Having ruined nearly every city in the east and midwest, the failed labor unions are looking to the final frontier in their War on America as they plan a big push in southern states. Good luck with that. Let’s hope they bankrupt themselves in this uphill battle.
The AFL-CIO, at its quadrennial convention this week, adopted a resolution to come up with a “Southern Strategy” that includes “a long-term commitment to organize the South.” Union officials told The Hill that the labor movement needs to follow the workforce, which is moving down south, as well as learn how to better operate with right-to-work laws in the region designed to weaken union power.
Linda Bridges, president of the Texas AFT, a teachers’ union, said only bringing more workers into labor will lead to changes in the South’s laws that restrict labor’s influence.
“Just because most of the workers are in right-to-work states, it’s time that we have real strategies about how to organize, about how to bring them into the labor movement in great numbers. I think that’s how we eventually change the laws in the South, through organizing,” Bridges said.

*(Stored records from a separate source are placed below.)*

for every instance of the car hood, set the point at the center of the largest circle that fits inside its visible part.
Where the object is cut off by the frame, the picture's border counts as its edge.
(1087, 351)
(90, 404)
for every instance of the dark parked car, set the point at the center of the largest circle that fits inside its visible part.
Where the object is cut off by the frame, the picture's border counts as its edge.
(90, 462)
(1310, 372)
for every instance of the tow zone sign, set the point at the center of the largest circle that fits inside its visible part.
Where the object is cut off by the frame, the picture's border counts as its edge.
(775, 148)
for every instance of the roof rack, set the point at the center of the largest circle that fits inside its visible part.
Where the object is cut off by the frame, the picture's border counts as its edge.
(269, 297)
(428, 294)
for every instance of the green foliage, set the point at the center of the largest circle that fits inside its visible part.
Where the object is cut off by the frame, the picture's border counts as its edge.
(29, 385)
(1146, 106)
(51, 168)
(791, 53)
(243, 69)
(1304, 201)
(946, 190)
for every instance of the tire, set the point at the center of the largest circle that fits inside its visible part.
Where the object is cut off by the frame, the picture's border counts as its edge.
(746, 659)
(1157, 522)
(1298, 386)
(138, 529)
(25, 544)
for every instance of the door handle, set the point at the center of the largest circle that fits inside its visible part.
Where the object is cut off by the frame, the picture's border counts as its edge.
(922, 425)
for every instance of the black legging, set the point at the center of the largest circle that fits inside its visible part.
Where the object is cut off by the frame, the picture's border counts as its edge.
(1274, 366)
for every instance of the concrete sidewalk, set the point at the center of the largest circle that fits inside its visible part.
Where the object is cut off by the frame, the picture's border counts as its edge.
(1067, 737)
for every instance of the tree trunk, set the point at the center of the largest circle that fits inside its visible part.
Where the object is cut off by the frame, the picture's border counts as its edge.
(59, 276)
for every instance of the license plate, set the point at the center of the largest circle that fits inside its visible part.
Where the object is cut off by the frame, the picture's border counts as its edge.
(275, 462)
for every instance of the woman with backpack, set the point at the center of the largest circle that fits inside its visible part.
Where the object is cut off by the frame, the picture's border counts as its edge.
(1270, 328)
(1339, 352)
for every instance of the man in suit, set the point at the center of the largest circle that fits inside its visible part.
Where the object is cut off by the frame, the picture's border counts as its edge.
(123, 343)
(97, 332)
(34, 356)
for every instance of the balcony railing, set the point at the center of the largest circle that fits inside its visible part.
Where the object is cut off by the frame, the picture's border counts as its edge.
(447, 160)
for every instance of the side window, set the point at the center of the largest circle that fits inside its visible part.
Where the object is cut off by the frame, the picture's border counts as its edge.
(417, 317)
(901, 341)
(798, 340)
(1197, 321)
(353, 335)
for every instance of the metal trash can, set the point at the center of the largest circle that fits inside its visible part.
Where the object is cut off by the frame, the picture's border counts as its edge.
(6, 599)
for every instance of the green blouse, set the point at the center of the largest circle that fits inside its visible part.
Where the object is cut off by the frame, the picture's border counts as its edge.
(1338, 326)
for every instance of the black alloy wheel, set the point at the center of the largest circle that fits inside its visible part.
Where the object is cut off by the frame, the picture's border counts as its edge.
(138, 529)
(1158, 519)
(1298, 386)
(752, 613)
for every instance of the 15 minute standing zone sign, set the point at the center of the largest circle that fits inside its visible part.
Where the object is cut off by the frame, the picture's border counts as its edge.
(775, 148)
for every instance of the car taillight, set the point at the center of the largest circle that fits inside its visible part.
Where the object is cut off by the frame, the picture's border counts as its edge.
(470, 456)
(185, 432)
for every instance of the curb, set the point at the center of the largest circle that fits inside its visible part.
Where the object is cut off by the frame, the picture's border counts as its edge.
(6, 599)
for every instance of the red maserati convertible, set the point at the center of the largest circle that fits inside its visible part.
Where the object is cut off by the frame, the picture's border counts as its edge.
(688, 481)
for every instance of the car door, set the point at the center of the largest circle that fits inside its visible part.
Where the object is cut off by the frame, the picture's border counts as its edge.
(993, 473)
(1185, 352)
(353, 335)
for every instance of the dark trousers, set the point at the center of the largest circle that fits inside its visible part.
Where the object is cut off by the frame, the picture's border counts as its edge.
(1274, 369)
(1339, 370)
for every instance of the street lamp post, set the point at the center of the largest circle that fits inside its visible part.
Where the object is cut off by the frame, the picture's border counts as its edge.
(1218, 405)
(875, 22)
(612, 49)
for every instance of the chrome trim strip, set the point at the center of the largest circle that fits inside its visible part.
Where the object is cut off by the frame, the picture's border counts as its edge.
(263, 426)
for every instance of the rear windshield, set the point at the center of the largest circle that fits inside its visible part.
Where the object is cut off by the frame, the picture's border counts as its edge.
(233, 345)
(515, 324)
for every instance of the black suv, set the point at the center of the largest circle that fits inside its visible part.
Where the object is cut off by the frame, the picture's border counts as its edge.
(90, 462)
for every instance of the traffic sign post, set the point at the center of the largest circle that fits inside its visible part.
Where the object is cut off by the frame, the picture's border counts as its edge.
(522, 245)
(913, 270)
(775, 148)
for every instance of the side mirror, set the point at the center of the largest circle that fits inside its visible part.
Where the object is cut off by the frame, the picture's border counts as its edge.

Facing what AFL-CIO chief Richard Trumka called a “crisis” of membership, officials took the dramatic step at their annual convention of adopting a resolution that invites anyone in the country to join, regardless of union affiliation.The move faced stiff resistance from union officials who fear the AFL-CIO’s primary mission of representing workers will be left behind if the federation becomes a mouthpiece for liberal and progressive groups.